Canadian ice hockey player

Mathew Maione (born November 21, 1990) is a Canadian ice hockey defenceman playing for IF Björklöven of the HockeyAllsvenskan (Allsv).

==Playing career==
Born in Toronto, Ontario, Maione joined the Niagara IceDogs of the Ontario Hockey League beginning in the 2007–08 season. After two seasons with the IceDogs, he was traded to Guelph Storm during the 2009–10 offseason in exchange for a 10th round pick in the 2011 OHL Draft. After finishing the 2009–10 season with the Storm, he attended the University of Prince Edward Island for four years while majoring in psychology and biology. After earning his degree, Maione signed with the Fort Wayne Komets in the ECHL. He re-signed with the Komets on July 1, 2014.

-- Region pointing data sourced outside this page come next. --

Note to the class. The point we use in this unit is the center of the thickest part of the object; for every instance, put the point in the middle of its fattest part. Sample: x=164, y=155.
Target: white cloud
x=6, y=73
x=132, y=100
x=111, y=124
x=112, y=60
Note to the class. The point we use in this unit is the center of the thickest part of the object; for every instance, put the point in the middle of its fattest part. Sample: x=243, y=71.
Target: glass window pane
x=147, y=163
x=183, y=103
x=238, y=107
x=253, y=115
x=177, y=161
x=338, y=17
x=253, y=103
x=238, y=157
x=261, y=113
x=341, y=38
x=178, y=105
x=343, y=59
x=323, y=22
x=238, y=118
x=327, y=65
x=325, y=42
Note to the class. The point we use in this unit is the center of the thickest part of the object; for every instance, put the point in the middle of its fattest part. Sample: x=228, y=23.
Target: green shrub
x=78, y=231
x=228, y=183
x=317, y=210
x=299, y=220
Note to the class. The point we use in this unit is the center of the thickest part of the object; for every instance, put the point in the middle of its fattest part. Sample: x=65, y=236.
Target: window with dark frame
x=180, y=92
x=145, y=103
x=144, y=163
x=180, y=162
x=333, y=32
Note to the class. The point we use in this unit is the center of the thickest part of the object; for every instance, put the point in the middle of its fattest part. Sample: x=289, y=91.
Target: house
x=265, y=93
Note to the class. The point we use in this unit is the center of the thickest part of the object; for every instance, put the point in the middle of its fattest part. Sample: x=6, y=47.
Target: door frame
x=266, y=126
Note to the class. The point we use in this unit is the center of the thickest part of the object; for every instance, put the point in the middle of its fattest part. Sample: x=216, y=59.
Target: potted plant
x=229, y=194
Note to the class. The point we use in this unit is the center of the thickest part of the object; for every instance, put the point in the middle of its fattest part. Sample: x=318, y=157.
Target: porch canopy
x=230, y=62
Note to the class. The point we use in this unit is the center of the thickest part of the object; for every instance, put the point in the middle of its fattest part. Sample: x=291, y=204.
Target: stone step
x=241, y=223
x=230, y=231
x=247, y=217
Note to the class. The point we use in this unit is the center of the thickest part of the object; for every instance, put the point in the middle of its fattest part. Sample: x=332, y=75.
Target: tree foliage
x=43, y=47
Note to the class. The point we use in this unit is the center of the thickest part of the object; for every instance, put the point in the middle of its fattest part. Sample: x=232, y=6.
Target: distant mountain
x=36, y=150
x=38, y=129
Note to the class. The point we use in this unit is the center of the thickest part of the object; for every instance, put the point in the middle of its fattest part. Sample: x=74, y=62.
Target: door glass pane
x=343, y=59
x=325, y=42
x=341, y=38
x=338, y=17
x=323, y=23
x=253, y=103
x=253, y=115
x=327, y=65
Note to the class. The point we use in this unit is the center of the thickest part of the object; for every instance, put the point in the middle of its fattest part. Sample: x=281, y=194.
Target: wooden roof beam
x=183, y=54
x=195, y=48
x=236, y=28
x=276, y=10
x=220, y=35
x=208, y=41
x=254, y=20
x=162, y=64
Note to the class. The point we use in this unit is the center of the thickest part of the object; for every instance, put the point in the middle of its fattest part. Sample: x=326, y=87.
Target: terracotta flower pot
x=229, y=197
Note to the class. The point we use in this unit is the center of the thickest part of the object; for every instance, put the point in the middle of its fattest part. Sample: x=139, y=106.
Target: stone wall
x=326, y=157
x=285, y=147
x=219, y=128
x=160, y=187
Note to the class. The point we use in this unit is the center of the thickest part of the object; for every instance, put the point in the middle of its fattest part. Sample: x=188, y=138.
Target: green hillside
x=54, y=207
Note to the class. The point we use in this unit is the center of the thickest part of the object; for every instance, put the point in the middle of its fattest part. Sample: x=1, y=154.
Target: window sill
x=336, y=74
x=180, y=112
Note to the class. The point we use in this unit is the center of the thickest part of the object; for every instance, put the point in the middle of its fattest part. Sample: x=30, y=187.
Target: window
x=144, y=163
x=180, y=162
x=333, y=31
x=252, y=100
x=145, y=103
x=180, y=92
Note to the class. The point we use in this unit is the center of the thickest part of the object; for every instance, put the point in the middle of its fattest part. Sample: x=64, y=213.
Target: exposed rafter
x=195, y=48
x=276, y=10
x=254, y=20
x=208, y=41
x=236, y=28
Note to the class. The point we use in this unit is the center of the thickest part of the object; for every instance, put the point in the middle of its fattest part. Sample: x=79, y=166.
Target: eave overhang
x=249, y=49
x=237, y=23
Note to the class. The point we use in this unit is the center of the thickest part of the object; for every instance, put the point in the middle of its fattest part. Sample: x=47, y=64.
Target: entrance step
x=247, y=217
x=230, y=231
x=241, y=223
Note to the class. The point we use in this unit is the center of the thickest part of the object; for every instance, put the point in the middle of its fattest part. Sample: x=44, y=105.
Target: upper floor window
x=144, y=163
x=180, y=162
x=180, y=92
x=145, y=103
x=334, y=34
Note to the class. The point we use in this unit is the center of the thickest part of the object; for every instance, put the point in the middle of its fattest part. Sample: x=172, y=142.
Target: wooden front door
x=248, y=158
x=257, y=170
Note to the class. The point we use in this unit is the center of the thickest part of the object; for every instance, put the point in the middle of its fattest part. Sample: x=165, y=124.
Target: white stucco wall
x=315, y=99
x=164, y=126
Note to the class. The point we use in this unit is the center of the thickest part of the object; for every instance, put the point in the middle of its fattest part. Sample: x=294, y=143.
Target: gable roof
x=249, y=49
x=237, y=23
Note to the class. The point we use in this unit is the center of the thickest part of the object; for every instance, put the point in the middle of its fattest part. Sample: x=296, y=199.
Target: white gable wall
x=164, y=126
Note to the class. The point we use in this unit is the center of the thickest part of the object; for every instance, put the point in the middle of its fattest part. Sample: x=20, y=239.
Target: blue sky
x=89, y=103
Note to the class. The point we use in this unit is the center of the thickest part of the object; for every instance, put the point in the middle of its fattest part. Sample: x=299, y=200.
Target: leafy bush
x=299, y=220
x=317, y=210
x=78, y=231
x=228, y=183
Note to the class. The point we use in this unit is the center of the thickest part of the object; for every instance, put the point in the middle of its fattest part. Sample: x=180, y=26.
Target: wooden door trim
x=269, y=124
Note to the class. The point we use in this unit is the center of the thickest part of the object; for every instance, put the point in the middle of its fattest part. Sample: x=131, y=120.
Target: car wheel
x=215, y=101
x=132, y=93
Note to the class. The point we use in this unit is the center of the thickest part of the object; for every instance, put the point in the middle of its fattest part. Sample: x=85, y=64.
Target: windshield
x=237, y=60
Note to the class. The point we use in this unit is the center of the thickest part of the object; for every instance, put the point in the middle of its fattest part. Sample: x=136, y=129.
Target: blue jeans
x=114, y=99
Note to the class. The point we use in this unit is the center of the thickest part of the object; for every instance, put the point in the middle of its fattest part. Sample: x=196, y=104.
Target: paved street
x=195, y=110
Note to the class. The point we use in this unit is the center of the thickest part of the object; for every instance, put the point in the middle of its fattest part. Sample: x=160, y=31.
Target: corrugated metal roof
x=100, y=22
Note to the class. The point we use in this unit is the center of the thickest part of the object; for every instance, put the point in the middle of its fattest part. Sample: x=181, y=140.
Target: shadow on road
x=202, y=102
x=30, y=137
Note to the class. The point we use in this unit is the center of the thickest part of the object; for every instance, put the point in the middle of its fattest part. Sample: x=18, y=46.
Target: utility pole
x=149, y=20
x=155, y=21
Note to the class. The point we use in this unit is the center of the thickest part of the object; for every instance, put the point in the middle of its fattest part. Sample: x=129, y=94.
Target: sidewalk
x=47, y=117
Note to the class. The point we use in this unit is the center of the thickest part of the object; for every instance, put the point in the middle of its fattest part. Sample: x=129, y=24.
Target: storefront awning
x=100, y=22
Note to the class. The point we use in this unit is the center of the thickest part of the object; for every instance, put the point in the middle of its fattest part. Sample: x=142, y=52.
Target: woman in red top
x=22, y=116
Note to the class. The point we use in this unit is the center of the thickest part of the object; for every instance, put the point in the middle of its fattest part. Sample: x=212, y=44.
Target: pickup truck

On October 29, 2014, he signed with the Brampton Beast. He played one season with the team before being traded to the Wheeling Nailers on December 2, 2015, in exchange for future considerations. After finishing the season leading all ECHL defensemen with 43 assists, 54 points, 21 power-play assists, 24 power-play points and 227 shots on goal he was named to the All-ECHL First Team and ECHL Defenseman of the Year.

After playing in the ECHL for three seasons, Maione moved overseas to play with HC '05 Banská Bystrica in Slovakia. Following the 2016–17 season, he then moved to Finland to play with KalPa in the Finnish Liiga. After one season, he joined Dinamo Riga in the Kontinental Hockey League (KHL). Maione enjoyed a successful debut in the KHL with Riga in the 2018–19 season. He was named to the All-Star Game and led all Dinamo defenseman in scoring with 46 points in 58 games.

On May 8, 2019, he signed an improved contract to continue in the KHL, agreeing to terms on a one-year deal with Chinese entrant, Kunlun Red Star. He only played 16 games for them however and then a brief stint in Dinamo Minsk before returning to Dinamo Riga where he also spent most of the following season before being transferred to EHC München of the DEL in Germany.
He then spent the next season playing for HC Bolzano in Italy before returning to Germany to play the 2022-2023 season for Bietigheim Steelers of the DEL.

During the 2023-2024 season he played for the Swedish club AIK of Hockeyallsvenskan and then signed a two-year contract with Björklöven from Umeå of the same league.